I have a trained model, in which I want to be able to inspect intermediate activations and gates. It’s a language model, 2 layer LSTM preceded by an embedding layer and followed by a soft max layer. Currently I am looking at activation values and gradients through hooks.
The problem is, I want to be able to see the internal (hidden) activations as well as the internal gates. These components are not exposed to hooks. For example:
import torch
import torch.nn as nn
from torch.autograd import Variable
def dummy_hook(module, input, output):
print("\n module", module)
print("input", len(input), input[0].size(), input[1][0].size(), input[1][1].size())
print("output", len(output), output[0].size(), output[1][0].size(), output[1][1].size())
print("=====")
rnn = nn.LSTM(3, 5, num_layers=2)
rnn.register_forward_hook(dummy_hook)
inputs = (Variable(torch.randn(1, 3)) for _ in range(5)) # make a sequence of length 5
# initialize the hidden state.
hidden = (Variable(torch.randn(2, 1, 5)), Variable(torch.randn(2, 1, 5)))
for i in inputs:
# Step through the sequence one element at a time.
# after each step, hidden contains the hidden state.
out, hidden = rnn(i.view(1, 1, -1), hidden)
this gives the output:
module LSTM(3, 5, num_layers=2)
input 2 torch.Size([1, 1, 3]) torch.Size([2, 1, 5]) torch.Size([2, 1, 5])
output 2 torch.Size([1, 1, 5]) torch.Size([2, 1, 5]) torch.Size([2, 1, 5])
=====
...
etc
In my actual code, I am looking at the outputs themselves and using them. Unfortunately, none of the internals are exposed, it seems.

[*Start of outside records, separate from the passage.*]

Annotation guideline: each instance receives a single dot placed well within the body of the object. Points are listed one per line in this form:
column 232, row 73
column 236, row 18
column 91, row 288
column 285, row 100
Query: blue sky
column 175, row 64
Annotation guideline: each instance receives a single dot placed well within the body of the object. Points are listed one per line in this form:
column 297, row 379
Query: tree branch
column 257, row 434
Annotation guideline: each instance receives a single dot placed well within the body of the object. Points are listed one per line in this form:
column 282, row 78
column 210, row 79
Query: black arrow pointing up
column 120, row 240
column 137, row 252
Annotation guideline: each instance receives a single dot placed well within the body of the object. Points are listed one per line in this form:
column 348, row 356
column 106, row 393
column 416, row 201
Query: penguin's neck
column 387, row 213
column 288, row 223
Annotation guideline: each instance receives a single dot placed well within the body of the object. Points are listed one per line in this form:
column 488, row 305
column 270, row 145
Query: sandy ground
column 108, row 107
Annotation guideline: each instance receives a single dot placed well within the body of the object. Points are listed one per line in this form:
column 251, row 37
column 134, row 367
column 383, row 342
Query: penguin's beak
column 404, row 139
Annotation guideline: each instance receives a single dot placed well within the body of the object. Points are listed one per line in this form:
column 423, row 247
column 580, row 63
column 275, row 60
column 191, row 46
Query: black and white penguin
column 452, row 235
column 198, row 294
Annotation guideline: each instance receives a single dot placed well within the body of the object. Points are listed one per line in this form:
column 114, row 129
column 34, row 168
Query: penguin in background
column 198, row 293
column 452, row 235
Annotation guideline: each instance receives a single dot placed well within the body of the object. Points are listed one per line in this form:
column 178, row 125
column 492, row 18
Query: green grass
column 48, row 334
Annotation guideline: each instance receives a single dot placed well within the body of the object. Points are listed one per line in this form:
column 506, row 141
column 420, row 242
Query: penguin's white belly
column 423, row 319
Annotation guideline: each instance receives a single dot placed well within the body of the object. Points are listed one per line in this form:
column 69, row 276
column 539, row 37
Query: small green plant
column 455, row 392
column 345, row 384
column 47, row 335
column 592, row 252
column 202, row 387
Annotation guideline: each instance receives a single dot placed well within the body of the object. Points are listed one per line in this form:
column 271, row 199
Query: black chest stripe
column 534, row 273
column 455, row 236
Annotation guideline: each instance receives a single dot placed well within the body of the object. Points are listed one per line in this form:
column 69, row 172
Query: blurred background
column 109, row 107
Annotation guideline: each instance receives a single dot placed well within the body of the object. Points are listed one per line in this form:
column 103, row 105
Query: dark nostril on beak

I am open to explicitly rerunning the internal operations of the LSTM piece by piece if necessary, though I would rather not. If there is no better way, I still don’t actually know which of these input and output elements correspond to which state, and I don’t know how to run the internal parameters explicitly (as exposed by, e.g., rnn.weight_hh_l0
) so as to get identical results. The LSTM module isn’t so readable because the particular use of these parameters is spread out all over the nn.RNN
module code.
What are my best options for inspecting the state of the gate and the internal state (e.g., state carried from the lower layer to the upper layer)?